He stood in the Neither Mist proper now, purple fog roiling with malevolent intelligence. But he wasn't alone. Figures emerged from the mist—everyone he'd failed, disappointed, or lost. But these weren't the mannequin versions from the perfect world. These had weight, presence, pain.
His parents stood before him, aged by disappointment. His mother's eyes, once bright with hope for her son, now dulled by years of excuses and failed promises. His father, shoulders bent from carrying the weight of dreams his son had abandoned.
"We gave you everything," his mother said, and her voice carried years of hurt. "Private tutors. University fees. Every opportunity we never had."
"And you threw it away," his father added. "For what? Laziness? Fear? We'll never understand."
Yui materialized beside them, beautiful and cold. But this was the real Yui—or at least, the real pain she'd caused. "Three years, Ren. Three years I waited for you to care about something. Anything. But you just... existed. Like a ghost haunting your own life."
"I know," Ren said quietly. "I failed all of you."
More figures emerged. Professor Tanaka, who'd fought to keep him in the program. "Such potential," he said sadly. "If only you'd applied yourself."
His high school friend Kenji, who'd tried to stay in touch. "You just stopped responding. Like we stopped mattering."
Every disappointment, every bridge burned, every opportunity wasted. They surrounded him, a chorus of his failures.

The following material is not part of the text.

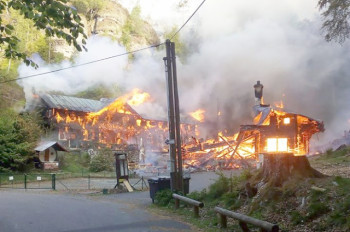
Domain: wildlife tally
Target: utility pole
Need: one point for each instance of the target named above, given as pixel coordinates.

"This is what you're choosing," Other-Ren said, standing among them like a conductor. "This is your reality. Wouldn't the dream be better?"
"No."
The word came out stronger than expected. Ren faced the accusations, the disappointments, the truth of his failures. And for the first time in his life, he didn't deflect with humor or sink into self-pity.
"You're right. All of you. I failed. I gave up. I disappointed everyone who believed in me." He took a breath, meeting each gaze. "But that's not all I am."
The figures paused, waiting.
"I also survived when everyone else died. Not because I was better or chosen. Maybe just because I was in the right place at the right time. But I survived." He thought of the journey, of the people who'd become important. "And then I chose to help. Badly, stupidly, but I tried. I made friends with people who had every reason to hate me. I chose to risk my life for strangers who became family."
"Pretty words," his father's image said. "But words don't change the past."
"No. But actions shape the future." Ren stepped forward. "I can't undo my failures. Can't give you back the years of disappointment. But I can choose to be better going forward. To fail better. To keep trying."
His mother's image softened. "Is that enough?"
"I don't know. But it's what I have to offer."
One by one, the figures began to change. Not disappearing in anger, but... accepting. His mother smiled—not the perfect smile from the illusion, but the complicated smile of a parent who loves their imperfect child.
"Then try, my son. Try and fail and try again."
His father nodded. "Make your failures mean something."
Even Yui's expression shifted. "I didn't leave because you failed, Ren. I left because you stopped trying. Don't stop again."
They faded, but not like smoke. Like memories settling into their proper place—painful but accepted, part of him but not defining him.
"How touching," Other-Ren said, but his form was becoming unstable. "You choose pain over paradise. How very human."
"That's the point. I am human. Messy, flawed, trying anyway."
"Then face what that means."
The mist parted, and Ren felt it—a presence so vast it didn't have edges, so old it predated the concept of age. THE NEITHER LORD. Not the anthropomorphized horror from stories, but something fundamentally alien. A consciousness that existed in dimensions humans couldn't perceive, let alone understand.